Combustion and Fluid Dynamic Measurements in a Spark Ignition Engine: Effects of Thermochemistry and Velocity Field; Turbulent Flame Speeds 892098

Transient flame propagation, gas velocities and heat release are measured in a spark-ignited engine with optical access using high speed shadowgraph visualization, laser velocimetry and pressure trace analysis.
For a set of running conditions varied around a reference case, ensemble-averaged and cycle-resolved flame front evolutions, velocity fields and heat release are presented for lean mixtures of propane and air.
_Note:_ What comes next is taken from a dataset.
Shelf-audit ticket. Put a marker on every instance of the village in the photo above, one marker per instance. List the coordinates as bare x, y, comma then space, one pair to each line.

The changed parameters include flow-field (swirl, tumble), rpm (600 and 1200), equivalence ratio (0.7 and 0.9), volumetric efficiency (0.5 and 0.9) and spark-timing. Given the usable field of view, the combustion can be observed during 50% of its total duration which corresponds to a 15% burnt fraction.
An analysis of the data shows that the flame expansion velocities are highly transient during the observable combustion phase. An acceleration yields to a 2 to 4 fold velocity increase. The flame velocities depend strongly on the operating conditions. Taking into account the chamber geometry and the gas expansion ratio through the flame, the transient turbulent flame speeds free of convection effects are determined. A correlation is found between the ratio of the turbulent flame speed to the laminar flame velocity and the turbulence intensity.